DHA promotes a medically ready military force through Total Force Fitness.
Readiness is measured in more than just physical fitness and medical status. Through the Total Force Fitness program, DHA explores other areas in military life — like social, spiritual, environmental and mental health — to help service members, their families and even providers reevaluate health and well-being. TFF highlights myriad topics, from foods that help fight infection to the importance of suicide prevention for all beneficiaries and DOD employees.
DHA recruits and maintains exemplary health care professionals to create a ready medical force.

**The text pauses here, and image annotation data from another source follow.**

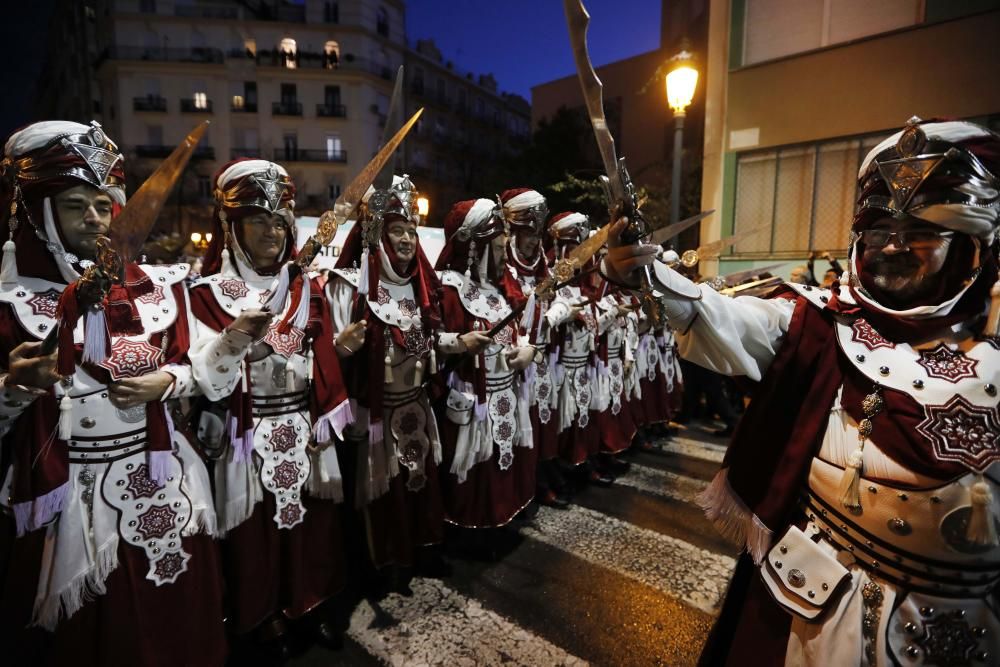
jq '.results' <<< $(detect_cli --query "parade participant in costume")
[327,176,489,568]
[0,121,226,665]
[436,199,536,528]
[500,188,568,508]
[545,211,612,484]
[584,278,639,464]
[607,118,1000,665]
[191,159,351,650]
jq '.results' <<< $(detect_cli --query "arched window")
[279,37,298,69]
[375,7,389,37]
[323,39,340,69]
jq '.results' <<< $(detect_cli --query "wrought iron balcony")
[181,97,212,113]
[132,95,167,111]
[316,104,347,118]
[271,102,302,116]
[274,148,347,162]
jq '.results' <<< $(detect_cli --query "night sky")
[0,0,661,137]
[406,0,661,101]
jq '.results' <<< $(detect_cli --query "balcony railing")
[274,148,347,162]
[181,97,212,113]
[271,102,302,116]
[174,5,239,19]
[316,104,347,118]
[229,148,260,160]
[135,144,215,160]
[98,46,223,64]
[132,95,167,111]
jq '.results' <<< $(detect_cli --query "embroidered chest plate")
[836,298,1000,472]
[441,271,510,323]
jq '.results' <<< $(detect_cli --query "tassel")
[59,394,73,440]
[840,440,865,512]
[264,264,289,313]
[220,248,236,277]
[292,273,310,330]
[383,343,396,384]
[497,348,511,373]
[465,241,476,278]
[0,238,20,285]
[83,308,108,364]
[965,474,1000,547]
[358,246,368,294]
[984,280,1000,336]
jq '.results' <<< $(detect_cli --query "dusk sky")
[406,0,661,101]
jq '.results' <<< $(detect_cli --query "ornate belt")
[559,354,590,370]
[250,391,309,417]
[486,372,514,393]
[382,387,423,408]
[66,428,146,463]
[804,494,1000,598]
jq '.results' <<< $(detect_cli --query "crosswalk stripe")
[348,577,588,667]
[616,462,708,504]
[661,436,726,463]
[521,505,736,613]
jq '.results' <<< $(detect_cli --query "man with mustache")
[604,118,1000,665]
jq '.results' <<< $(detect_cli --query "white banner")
[295,216,444,269]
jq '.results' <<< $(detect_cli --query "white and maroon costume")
[437,199,537,528]
[190,160,351,634]
[545,212,600,465]
[500,188,565,463]
[327,177,446,567]
[636,119,1000,665]
[0,121,226,665]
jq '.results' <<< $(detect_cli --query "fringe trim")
[696,468,774,565]
[264,263,289,313]
[12,481,69,537]
[313,399,354,442]
[292,273,311,330]
[31,535,118,632]
[148,449,174,484]
[0,239,21,285]
[225,412,253,463]
[83,308,108,364]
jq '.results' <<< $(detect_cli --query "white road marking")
[348,577,588,667]
[616,462,708,505]
[521,506,736,613]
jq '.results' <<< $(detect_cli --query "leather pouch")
[761,526,850,620]
[445,389,476,426]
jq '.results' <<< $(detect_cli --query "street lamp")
[417,197,431,224]
[666,47,698,230]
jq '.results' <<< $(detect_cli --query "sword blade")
[650,208,715,245]
[374,65,403,190]
[108,120,209,264]
[563,0,626,207]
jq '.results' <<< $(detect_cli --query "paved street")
[290,429,736,667]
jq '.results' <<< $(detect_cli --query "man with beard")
[605,118,1000,665]
[0,121,226,665]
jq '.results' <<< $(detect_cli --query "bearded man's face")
[861,216,954,310]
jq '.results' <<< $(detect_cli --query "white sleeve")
[326,276,354,341]
[655,265,795,381]
[188,320,253,401]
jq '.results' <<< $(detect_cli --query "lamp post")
[666,47,698,230]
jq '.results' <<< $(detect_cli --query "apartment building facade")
[702,0,1000,277]
[37,0,527,238]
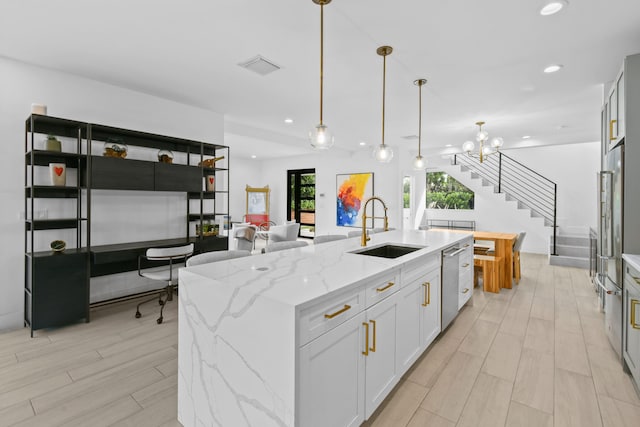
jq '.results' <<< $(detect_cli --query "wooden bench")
[473,255,502,293]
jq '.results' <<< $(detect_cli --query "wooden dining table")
[473,231,518,289]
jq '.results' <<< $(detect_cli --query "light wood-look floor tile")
[363,381,429,427]
[406,335,461,388]
[482,332,522,383]
[598,396,640,427]
[555,330,591,376]
[524,317,555,354]
[457,373,513,427]
[458,319,499,357]
[506,401,553,427]
[420,351,484,421]
[553,368,602,427]
[0,253,640,427]
[407,408,456,427]
[512,348,554,414]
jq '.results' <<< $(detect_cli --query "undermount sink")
[351,243,425,258]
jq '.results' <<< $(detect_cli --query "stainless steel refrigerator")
[595,144,624,356]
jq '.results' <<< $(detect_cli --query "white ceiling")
[0,0,640,158]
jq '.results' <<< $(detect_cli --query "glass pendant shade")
[476,130,489,142]
[309,124,334,150]
[462,141,476,153]
[491,138,504,149]
[373,144,393,163]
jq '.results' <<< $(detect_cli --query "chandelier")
[462,122,504,163]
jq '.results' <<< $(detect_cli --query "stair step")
[549,255,589,269]
[549,245,590,258]
[557,234,591,248]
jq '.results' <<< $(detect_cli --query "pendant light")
[373,46,393,163]
[413,79,427,171]
[309,0,334,150]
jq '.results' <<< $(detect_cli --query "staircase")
[452,152,556,256]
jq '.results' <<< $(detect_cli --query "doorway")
[287,169,316,239]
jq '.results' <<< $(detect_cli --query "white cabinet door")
[420,269,441,349]
[364,292,400,418]
[396,268,441,373]
[296,312,364,427]
[623,280,640,385]
[396,277,424,372]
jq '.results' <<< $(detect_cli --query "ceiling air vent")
[238,55,280,76]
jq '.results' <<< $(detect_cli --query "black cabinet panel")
[154,163,202,191]
[25,252,89,330]
[88,156,154,191]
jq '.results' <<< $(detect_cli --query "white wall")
[260,149,402,235]
[0,58,225,329]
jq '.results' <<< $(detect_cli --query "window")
[427,172,474,209]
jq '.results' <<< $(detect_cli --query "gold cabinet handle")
[376,282,395,292]
[422,282,431,307]
[609,119,618,141]
[362,322,369,356]
[631,299,640,329]
[324,304,351,319]
[369,320,376,353]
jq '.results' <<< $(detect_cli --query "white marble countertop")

DHA supports a medically ready force by relying on health care professionals operating at all levels of the agency. From the provider directly interacting with the patient to the policymaker at headquarters, DHA employees strive to meet the agency's mission. DHA keeps its staff up-to-date on the latest in health care, offering a breadth of residencies, webinars, and training resources for its providers. Collaboration with the Uniformed Services University for Health Sciences to train, educate and empower the health care professionals of tomorrow with the medical and leadership skills to succeed in the future. DHA also promotes diversity through special emphasis programs like the Federal Women's Program to ensure that all employees have the opportunity to pursue the professional career that they desire and reach their full potential.
An airman wearing a mask cuts material.
Making Masks
Tech. Sgt. Christopher Heaney, 911th Operations Support Squadron aircrew flight equipment technician, cuts material to make a cloth face covering at the Pittsburgh International Airport Air Reserve Station, Pa., April 6, 2020. Aircrew flight equipment technicians are making the cloth face coverings as the U.S. Air Force is committed to taking every precaution to ensure the health and well-being of all its personnel and family members.

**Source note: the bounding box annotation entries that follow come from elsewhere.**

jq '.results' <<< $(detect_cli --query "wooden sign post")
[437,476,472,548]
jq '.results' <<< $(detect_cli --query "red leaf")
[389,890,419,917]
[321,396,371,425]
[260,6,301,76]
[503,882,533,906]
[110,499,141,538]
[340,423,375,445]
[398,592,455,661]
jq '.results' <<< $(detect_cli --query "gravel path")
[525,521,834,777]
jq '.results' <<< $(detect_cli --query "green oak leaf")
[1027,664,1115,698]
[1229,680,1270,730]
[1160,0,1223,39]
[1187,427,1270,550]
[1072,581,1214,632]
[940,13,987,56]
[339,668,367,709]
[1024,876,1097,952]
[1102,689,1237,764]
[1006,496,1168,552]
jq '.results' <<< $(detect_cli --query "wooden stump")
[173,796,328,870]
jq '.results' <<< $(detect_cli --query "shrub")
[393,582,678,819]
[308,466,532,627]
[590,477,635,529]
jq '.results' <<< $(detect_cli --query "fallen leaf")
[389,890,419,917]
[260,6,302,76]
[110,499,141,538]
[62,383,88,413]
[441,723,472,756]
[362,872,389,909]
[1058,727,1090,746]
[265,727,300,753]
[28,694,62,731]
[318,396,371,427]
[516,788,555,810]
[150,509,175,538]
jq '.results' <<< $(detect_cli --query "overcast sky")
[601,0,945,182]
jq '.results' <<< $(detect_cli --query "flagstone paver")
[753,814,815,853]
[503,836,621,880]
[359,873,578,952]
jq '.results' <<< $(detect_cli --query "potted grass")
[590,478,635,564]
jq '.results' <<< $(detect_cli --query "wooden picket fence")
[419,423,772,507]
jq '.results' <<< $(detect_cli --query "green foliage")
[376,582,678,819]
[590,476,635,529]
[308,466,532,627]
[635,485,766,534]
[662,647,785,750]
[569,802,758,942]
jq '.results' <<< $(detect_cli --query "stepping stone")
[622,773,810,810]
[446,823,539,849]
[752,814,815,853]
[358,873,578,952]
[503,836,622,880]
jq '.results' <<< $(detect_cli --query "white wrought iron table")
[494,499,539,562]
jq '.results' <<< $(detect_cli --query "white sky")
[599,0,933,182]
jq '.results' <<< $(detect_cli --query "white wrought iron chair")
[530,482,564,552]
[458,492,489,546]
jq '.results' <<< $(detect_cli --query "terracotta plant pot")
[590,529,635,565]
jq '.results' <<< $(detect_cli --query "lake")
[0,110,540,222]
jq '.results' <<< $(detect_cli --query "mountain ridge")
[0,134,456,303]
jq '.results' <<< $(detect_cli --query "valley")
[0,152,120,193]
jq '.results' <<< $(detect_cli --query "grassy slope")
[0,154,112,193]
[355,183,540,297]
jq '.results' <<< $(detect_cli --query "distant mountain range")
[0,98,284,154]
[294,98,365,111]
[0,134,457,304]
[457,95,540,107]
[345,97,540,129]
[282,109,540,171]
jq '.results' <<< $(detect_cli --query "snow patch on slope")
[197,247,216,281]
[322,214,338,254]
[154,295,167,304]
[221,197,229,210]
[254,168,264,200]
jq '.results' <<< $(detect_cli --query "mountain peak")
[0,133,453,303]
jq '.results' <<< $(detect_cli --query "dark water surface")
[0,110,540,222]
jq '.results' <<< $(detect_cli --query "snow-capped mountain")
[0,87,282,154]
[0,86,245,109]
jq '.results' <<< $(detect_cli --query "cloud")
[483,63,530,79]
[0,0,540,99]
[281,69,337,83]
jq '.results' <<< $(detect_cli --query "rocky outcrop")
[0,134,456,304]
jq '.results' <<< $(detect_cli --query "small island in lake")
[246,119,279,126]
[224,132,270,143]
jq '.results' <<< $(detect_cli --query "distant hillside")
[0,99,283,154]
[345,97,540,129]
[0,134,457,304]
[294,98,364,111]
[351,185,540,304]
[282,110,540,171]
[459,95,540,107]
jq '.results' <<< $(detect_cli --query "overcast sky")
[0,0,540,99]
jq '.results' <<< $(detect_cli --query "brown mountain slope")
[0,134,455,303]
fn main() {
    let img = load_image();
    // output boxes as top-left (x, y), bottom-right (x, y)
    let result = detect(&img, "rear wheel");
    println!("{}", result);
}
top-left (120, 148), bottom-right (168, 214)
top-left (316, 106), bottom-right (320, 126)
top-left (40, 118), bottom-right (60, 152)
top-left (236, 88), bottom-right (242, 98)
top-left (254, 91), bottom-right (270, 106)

Photo By: Joshua Seybert, Air Force
VIRIN: 200406-F-UJ876-2023Z
DHA maintains and adjusts the TRICARE health benefit for its 9.6 million beneficiaries across the world.
One of the DHA's main priorities is serving the beneficiary through the TRICARE health benefit, adjusting as necessary to assure quality care. Temporary expansions to TRICARE telehealth coverage have helped beneficiaries keep up with appointments throughout the COVID-19 pandemic when physically going to a hospital wasn't possible. DHA also continues to coordinate with the Department of Justice as it prosecutes third parties who have committed pharmaceutical fraud through TRICARE. DHA remains committed to maintaining and improving TRICARE as health care evolves.